PET (Positron Emission Tomography)

Isotopes like C-11, N-13, O-15, or F-18 are positron emitters. Substances containing these isotopes collect in disease sites in the body.

A positron from the isotope collides with an electron in the tissue and produces two X-rays at 180° from each other.

The patient is placed on a flat table that moves in increments through a "doughnut" shaped housing.

The X-rays hit multiple rings of crystals that emit photons of light. A computer uses the coincident signals to generate a thin slice image (tomo + graphy = "slice" + "writing").

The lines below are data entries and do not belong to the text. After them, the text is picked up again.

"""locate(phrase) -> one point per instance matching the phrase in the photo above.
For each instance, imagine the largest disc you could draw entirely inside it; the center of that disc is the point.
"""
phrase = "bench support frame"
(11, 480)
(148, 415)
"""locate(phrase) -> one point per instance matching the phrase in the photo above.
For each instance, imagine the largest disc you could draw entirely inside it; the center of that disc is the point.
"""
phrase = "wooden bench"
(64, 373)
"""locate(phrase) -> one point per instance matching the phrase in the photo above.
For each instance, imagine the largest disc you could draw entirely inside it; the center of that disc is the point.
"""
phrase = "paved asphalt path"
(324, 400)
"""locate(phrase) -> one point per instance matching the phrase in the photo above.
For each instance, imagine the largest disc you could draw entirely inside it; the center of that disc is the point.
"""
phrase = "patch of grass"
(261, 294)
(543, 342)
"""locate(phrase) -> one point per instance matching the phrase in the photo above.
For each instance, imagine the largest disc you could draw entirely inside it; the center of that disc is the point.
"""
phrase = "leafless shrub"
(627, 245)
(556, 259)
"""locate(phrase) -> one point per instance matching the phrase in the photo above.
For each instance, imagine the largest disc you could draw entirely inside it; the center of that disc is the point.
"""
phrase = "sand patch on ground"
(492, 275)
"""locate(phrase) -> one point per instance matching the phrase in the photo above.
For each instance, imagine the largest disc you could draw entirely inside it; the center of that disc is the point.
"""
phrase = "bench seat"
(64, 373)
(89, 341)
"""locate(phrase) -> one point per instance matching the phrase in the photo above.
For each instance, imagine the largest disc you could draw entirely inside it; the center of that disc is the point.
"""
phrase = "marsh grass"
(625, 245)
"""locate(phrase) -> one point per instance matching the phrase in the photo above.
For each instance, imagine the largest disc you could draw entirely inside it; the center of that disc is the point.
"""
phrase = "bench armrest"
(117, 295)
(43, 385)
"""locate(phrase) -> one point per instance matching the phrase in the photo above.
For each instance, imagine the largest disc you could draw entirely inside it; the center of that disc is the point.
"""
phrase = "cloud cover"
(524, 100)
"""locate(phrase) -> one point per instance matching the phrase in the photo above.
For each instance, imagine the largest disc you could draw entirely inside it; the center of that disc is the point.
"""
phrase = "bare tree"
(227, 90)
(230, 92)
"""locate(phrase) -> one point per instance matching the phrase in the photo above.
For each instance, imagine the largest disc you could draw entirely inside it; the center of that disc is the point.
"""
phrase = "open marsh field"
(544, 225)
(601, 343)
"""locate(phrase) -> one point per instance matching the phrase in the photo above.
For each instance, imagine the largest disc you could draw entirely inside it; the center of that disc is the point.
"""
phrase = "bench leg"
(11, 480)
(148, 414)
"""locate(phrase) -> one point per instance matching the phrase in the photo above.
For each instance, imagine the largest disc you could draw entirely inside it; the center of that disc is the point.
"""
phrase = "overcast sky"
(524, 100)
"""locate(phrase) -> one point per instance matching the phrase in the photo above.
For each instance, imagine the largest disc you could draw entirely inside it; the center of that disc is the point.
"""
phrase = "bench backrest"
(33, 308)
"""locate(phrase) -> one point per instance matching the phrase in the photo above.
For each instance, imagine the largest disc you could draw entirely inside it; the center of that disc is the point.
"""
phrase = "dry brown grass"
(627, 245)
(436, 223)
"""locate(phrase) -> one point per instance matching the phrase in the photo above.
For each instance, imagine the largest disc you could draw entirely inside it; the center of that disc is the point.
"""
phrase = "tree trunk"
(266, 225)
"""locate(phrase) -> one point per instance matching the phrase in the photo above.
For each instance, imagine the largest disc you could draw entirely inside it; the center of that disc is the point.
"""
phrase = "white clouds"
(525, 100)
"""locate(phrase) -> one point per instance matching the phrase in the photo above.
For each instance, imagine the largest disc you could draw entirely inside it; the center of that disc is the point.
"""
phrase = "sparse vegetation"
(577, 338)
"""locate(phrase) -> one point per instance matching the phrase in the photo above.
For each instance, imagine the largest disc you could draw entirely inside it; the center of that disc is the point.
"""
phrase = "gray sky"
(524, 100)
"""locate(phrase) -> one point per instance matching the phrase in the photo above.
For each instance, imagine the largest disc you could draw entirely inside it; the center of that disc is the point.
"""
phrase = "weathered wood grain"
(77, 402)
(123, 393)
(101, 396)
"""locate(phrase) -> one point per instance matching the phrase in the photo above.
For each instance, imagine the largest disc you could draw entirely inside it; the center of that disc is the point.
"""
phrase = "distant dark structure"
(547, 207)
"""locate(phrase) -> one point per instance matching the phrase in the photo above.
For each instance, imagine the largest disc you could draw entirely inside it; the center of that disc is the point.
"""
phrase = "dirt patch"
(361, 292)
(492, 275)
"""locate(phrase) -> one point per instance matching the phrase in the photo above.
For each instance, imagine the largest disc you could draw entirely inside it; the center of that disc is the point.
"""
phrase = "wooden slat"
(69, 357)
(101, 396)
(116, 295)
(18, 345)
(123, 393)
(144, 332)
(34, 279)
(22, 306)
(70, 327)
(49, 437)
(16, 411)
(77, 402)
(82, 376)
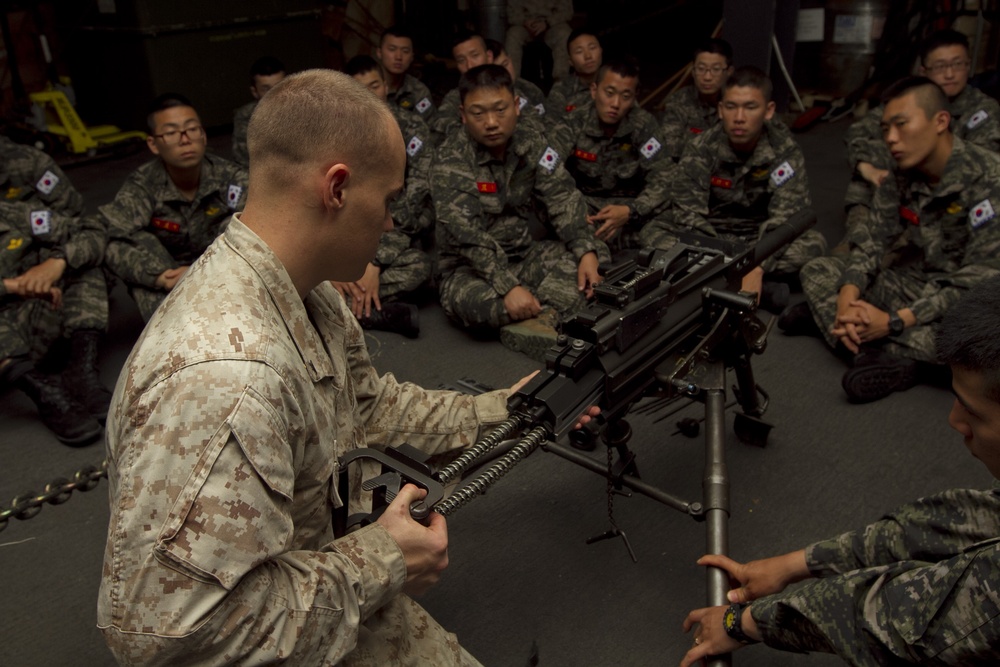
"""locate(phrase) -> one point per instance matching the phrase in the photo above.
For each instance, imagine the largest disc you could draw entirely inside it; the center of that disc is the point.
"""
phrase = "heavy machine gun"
(670, 323)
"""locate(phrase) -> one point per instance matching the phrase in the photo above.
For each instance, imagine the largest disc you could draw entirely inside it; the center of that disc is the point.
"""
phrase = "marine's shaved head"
(314, 118)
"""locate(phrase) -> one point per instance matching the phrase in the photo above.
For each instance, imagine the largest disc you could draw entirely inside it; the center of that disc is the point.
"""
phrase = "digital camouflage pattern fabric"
(152, 227)
(483, 206)
(917, 587)
(740, 197)
(223, 440)
(947, 239)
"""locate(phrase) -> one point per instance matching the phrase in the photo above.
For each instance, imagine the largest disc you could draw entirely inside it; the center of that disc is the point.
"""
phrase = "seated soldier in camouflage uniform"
(265, 73)
(471, 51)
(531, 19)
(939, 208)
(573, 90)
(52, 286)
(400, 264)
(614, 151)
(485, 182)
(739, 180)
(975, 119)
(403, 91)
(918, 587)
(695, 108)
(171, 208)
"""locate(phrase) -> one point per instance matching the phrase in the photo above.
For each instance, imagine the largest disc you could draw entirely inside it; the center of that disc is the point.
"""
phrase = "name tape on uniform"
(782, 174)
(47, 183)
(981, 213)
(41, 222)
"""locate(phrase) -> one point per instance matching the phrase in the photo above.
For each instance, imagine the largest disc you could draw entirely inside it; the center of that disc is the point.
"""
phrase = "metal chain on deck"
(29, 504)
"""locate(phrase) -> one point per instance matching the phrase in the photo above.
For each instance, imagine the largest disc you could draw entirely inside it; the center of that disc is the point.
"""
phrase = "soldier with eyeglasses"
(171, 208)
(695, 108)
(975, 119)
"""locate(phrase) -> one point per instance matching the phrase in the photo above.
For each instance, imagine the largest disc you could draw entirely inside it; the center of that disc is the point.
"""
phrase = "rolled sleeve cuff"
(379, 562)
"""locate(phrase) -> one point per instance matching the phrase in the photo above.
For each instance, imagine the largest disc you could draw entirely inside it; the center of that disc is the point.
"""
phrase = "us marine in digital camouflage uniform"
(400, 265)
(739, 180)
(236, 404)
(172, 208)
(975, 118)
(918, 587)
(486, 182)
(573, 91)
(614, 151)
(939, 211)
(265, 73)
(695, 108)
(52, 287)
(471, 51)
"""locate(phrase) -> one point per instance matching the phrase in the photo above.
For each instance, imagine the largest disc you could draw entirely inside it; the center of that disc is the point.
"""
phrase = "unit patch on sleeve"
(233, 196)
(977, 119)
(47, 183)
(650, 148)
(981, 213)
(41, 222)
(414, 146)
(549, 160)
(782, 174)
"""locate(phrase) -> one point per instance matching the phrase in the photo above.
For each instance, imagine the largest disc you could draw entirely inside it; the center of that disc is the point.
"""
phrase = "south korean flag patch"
(977, 119)
(782, 174)
(233, 197)
(47, 183)
(41, 222)
(981, 213)
(650, 148)
(549, 160)
(414, 146)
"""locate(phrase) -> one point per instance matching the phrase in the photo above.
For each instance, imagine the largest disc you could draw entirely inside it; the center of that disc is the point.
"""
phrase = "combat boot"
(533, 336)
(69, 420)
(81, 376)
(401, 318)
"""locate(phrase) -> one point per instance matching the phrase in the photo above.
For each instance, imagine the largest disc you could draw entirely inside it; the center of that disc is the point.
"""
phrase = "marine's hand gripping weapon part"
(654, 324)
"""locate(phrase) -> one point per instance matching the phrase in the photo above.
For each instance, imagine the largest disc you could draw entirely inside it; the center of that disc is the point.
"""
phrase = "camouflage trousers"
(29, 327)
(891, 290)
(663, 235)
(548, 271)
(408, 270)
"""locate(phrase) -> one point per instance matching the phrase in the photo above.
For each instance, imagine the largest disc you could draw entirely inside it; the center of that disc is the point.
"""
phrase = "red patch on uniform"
(167, 225)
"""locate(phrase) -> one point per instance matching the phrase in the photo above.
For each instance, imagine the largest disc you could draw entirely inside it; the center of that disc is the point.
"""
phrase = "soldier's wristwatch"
(896, 324)
(732, 622)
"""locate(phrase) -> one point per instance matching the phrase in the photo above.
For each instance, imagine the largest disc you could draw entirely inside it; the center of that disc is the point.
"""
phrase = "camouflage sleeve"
(133, 254)
(869, 243)
(865, 608)
(658, 167)
(433, 421)
(447, 118)
(221, 533)
(241, 121)
(864, 140)
(461, 228)
(691, 183)
(567, 210)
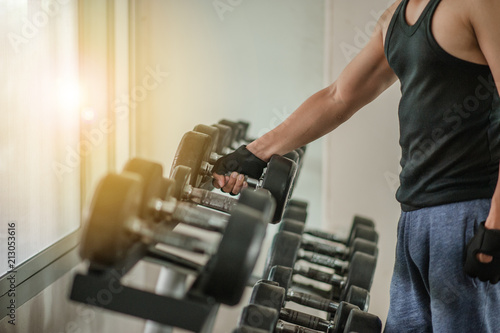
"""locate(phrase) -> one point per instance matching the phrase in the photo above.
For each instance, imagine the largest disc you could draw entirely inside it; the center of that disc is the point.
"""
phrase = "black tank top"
(449, 118)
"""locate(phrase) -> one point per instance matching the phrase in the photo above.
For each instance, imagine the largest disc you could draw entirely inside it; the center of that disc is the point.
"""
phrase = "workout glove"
(488, 242)
(242, 161)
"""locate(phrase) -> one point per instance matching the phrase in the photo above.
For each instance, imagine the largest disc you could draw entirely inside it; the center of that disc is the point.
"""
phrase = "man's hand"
(230, 184)
(483, 255)
(241, 162)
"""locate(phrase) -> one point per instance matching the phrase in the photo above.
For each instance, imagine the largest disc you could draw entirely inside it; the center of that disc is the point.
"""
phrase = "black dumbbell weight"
(366, 230)
(164, 206)
(339, 251)
(275, 295)
(284, 252)
(259, 311)
(260, 199)
(266, 319)
(277, 179)
(113, 229)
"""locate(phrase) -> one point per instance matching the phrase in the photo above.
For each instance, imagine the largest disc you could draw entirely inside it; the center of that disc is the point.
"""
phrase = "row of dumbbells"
(139, 208)
(346, 265)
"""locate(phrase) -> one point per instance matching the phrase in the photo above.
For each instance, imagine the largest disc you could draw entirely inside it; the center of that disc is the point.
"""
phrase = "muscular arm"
(363, 79)
(485, 20)
(366, 77)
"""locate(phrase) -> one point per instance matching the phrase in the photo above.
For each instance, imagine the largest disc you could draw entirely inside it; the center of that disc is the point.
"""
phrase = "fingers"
(230, 184)
(233, 183)
(483, 258)
(219, 180)
(238, 185)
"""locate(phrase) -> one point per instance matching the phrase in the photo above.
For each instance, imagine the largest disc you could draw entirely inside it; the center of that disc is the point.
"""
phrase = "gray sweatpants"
(429, 290)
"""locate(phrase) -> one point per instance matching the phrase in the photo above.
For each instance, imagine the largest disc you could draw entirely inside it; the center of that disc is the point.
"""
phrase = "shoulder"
(385, 19)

The table is then moved, and the process is repeated many times. A computer combines the series of images into a single image with "hot spots" where the isotope has collected.

The above image shows a patient with bone marrow leukemia before and after treatment.

SPECT (Single-Photon Emission Computed Tomography)

SPECT is similar to PET. It uses isotopes (Tc-99, I-123, Xe-133) that have longer decay times and emit single instead of double gamma rays.

SPECT uses a gamma detector that rotates around the body. The images have less sensitivity and are less detailed, but the technique is also less expensive than PET.